Mycobacteria, with mycolic acids in the outer cell wall, form stable complexes with dyes having aromatic methane rings such as fuchsin and auramine, and these complexes are resistant to decolorization with acid alcohols and are termed acid fast. The identification of "acid fast bacilli" is an initial screening test in pulmonary specimens or in tissues.
Culture is the most sensitive method for detection of M. tuberculosis in clinical specimens, however, they grow slowly compared to bacteria and cultures may be held up to 8 weeks before reporting no growth.
Clinical Diagnosis of Tuberculosis
Patients suspected of having latent or active infection with M. tuberculosis can be assessed in several ways.

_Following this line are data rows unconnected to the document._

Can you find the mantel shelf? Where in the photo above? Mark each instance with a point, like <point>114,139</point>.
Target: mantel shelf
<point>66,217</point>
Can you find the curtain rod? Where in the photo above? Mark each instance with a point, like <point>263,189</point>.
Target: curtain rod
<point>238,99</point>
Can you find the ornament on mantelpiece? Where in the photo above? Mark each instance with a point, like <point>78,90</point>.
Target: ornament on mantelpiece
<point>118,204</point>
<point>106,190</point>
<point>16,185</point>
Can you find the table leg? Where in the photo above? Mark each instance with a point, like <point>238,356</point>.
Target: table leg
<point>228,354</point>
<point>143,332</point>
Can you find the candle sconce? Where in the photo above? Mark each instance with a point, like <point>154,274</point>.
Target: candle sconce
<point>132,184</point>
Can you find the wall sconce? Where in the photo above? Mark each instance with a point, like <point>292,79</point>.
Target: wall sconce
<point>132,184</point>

Tuberculin skin test can be applied (using purified protein derivative, or PPD) which will elicit a delayed type hypersensitivity reaction leading to induration and erythema within 1 to 3 days if positive. In general, a zone of induration of at least 10 mm at 48 to 72 hours is indicative of infection with MTB. Persons previously receiving a BCG vaccination (made from an attenuated strain of M. bovis) will have a positive tuberculin skin test.
A chest radiograph may be obtained to assess evidence for pulmonary disease suggesting active mycobacterial infection.
Sputum samples can be obtained to screen for acid fast bacilli and/or culture and sensitivity. Cultures may require 2 months to confirm presence of pathogenic mycobacteria. The presence of acid fast bacilli indicates the need for immediate therapy and patient isolation to prevent spread to others.
A blood test for suspected MTB infection consists of an interferon-gamma release assay (IGRA) that measures the interferon-gamma released from sensitized T cells after in vitro stimulation with antigens specific for M. tuberculosis. Though there may be some cross-reactivity with M. kansasii, the antigens are highly specific for MTB.
A decision to give antimicrobial therapy depends upon the clinical scenario, modified by laboratory results that may come weeks to months later, indicating the mycobacterial species and its possible antibiotic resistance pattern.